Delta shareholders shoot down proposal that would’ve prohibited airline from campaigning against unionization
Delta airplanes are parked at Hartsfield-Jackson International Airport on Wednesday, May 22, 2024.
Miguel Martinez /

Credit: Miguel Martinez/AJC

Credit: Miguel Martinez/AJC

Delta airplanes are parked at Hartsfield-Jackson International Airport on Wednesday, May 22, 2024. Miguel Martinez /

Delta Air Lines shareholders on Thursday voted against a measure that would have prohibited the company from pressuring employees not to unionize.

It follows a similar no-vote last year, when stock owners of the Atlanta-based airline also voted against a similar “non-interference policy” on unionization.

The proposal this year was submitted by As You Sow, an environmental and social corporate accountability shareholder advocacy group, on behalf of a fund managed by Chicago-based Amalgamated Bank.

Delta recommended shareholders vote against the measure.

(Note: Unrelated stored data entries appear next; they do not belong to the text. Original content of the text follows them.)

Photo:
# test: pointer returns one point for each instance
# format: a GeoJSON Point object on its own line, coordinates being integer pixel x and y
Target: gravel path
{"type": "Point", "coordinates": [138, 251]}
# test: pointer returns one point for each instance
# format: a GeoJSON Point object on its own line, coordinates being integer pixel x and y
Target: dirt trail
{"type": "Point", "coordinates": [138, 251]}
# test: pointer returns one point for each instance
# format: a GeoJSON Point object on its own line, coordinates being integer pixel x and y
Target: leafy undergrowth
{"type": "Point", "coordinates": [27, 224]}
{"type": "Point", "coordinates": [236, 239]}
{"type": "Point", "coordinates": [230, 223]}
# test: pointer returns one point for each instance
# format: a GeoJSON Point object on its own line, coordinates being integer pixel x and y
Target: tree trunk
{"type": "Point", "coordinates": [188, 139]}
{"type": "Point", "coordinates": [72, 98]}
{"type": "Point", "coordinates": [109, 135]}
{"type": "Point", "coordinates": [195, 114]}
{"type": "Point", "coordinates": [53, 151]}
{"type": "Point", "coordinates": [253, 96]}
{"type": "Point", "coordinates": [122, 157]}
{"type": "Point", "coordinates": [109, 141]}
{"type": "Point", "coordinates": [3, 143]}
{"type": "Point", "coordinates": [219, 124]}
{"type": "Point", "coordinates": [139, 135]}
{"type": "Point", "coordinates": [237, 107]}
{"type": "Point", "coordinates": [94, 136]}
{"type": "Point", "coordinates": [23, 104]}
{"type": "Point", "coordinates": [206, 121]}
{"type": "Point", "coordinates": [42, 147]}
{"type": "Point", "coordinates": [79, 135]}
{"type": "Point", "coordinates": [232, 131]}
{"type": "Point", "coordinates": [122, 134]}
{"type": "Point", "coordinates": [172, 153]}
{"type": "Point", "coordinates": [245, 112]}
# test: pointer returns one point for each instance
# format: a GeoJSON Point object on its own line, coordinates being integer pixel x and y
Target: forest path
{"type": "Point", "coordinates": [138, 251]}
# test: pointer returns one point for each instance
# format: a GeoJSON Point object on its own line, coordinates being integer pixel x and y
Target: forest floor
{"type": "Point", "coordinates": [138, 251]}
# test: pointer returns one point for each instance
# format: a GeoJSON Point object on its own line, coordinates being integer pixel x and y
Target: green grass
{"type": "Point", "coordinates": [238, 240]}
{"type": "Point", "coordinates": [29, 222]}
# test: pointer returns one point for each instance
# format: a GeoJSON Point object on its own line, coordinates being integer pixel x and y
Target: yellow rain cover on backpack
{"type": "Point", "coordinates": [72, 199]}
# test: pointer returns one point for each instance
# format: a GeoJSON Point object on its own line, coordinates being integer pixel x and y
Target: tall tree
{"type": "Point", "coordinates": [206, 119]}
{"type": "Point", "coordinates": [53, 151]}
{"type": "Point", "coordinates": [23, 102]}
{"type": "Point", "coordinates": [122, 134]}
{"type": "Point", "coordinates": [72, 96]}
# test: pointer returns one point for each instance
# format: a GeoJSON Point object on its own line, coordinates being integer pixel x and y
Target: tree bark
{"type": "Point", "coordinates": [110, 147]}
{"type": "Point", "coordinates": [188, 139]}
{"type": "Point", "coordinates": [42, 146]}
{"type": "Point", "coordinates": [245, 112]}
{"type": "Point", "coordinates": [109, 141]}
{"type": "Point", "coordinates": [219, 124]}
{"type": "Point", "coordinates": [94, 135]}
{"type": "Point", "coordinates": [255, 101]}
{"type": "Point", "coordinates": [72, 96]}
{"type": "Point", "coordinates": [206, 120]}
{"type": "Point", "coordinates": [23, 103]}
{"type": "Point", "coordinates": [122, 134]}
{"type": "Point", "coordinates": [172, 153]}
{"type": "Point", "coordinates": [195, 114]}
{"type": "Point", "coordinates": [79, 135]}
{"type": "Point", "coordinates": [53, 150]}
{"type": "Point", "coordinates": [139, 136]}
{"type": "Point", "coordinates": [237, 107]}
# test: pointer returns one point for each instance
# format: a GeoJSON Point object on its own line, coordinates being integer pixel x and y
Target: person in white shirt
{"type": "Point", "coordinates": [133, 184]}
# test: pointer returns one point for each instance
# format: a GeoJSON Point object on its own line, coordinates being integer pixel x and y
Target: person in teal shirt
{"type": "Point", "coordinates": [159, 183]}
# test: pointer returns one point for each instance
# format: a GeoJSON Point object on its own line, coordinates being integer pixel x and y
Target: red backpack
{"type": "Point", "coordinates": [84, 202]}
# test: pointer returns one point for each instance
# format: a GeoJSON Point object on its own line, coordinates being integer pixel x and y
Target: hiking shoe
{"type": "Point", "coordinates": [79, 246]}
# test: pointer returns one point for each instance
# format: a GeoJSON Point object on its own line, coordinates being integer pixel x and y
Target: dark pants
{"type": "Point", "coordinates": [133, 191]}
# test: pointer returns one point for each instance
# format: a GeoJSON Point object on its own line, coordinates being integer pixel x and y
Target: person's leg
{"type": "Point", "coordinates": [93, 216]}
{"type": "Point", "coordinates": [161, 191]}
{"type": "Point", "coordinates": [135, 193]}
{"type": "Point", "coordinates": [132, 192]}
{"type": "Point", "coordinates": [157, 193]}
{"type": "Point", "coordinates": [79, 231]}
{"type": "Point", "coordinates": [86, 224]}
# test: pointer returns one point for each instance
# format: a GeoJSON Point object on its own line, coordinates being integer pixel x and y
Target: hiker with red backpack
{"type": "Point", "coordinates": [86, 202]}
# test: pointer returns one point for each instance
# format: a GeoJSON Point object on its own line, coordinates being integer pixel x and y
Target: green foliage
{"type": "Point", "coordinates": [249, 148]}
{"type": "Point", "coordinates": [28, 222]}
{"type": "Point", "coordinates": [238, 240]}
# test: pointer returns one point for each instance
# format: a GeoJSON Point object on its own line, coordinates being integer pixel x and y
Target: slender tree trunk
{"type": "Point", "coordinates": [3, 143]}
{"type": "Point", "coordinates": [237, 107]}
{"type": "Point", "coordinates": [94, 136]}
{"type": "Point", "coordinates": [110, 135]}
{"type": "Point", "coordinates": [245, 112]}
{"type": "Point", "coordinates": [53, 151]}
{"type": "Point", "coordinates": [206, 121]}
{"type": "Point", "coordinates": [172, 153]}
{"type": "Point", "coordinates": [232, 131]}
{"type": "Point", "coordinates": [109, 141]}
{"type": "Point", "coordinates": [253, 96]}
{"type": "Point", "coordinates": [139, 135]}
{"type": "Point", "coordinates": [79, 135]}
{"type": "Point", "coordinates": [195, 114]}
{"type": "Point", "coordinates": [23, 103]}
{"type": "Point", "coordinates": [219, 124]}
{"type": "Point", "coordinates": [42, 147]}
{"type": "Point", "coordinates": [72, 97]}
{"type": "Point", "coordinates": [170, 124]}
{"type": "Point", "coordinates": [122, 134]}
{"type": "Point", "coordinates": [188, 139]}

The company said after Thursday’s annual meeting that about 74% of votes on the measure were against it or abstaining, while about 26% were in favor.

The vote comes as unions are campaigning to organize 50,000 workers at Delta, including flight attendants, baggage handlers and mechanics. While other major U.S. airlines are highly unionized, at Delta the only major unionized group is its pilots.

Unions have spent years seeking to organize workers at Delta, while the company has urged its employees not to sign authorization cards to call for a union representation election.

More than 150 members of the U.S. House in both parties and dozens of U.S. senators have written letters urging Delta to remain neutral on union organizing.

Lyndsay Fritz, a vice president of corporate social responsibility at Amalgamated Bank, said in a recorded message to shareholders that the bank’s LongView funds “participate in shareholder advocacy because we believe good governance leads to long term shareholder value.”

Fritz noted that Delta has an anti-union website that tells employees “Don’t Risk It. Don’t Sign it” and said Amalgamated Bank’s proposal called for Delta to adopt a non-interference policy that “upholds the rights to freedom of association and collective bargaining, conforming with international standards.”

Delta in its rebuttal said the adoption of the proposal “could fundamentally alter Delta’s culture and deprive Delta employees of the opportunity to hear from the company about the important issue of union representation.”

After the vote, Delta issued a statement saying its culture “is firmly rooted in taking care of its employees who, over the past two decades, have repeatedly chosen to reject union representation.”

The company said its shareholders “rejected a proposal that asked Delta to voluntarily waive its rights under U.S. labor laws to communicate with employees about important issues, including facts about representation, its impact on their work lives and their relationship with Delta. We appreciate our investors’ thoughtfulness in their decision to support Delta and its employees.”

Delta shareholders also voted against a proposal submitted by activist investor John Chevedden calling for Delta to adopt a policy requiring an annual report on its expenditures for political activities. Chevedden told shareholders at the meeting that “companies can no longer give to politically active groups without paying close attention to the consequences or to what their political spending might enable.”

He also said public records show Delta has contributed $1.8 million to groups whose beneficiaries “have been tied to attacks on voting rights, efforts to deny climate change, efforts to impose extreme restrictions on abortion, and even the riot at the U.S. Capitol — associations many companies wish to avoid.”

Like the non-interference shareholder proposal, Delta also recommended shareholders vote against Chevedden’s disclosure proposal.

Delta told shareholders that adopting the proposal would be “unduly burdensome and unnecessary, given Delta’s existing procedures and current extensive disclosures about political contributions.”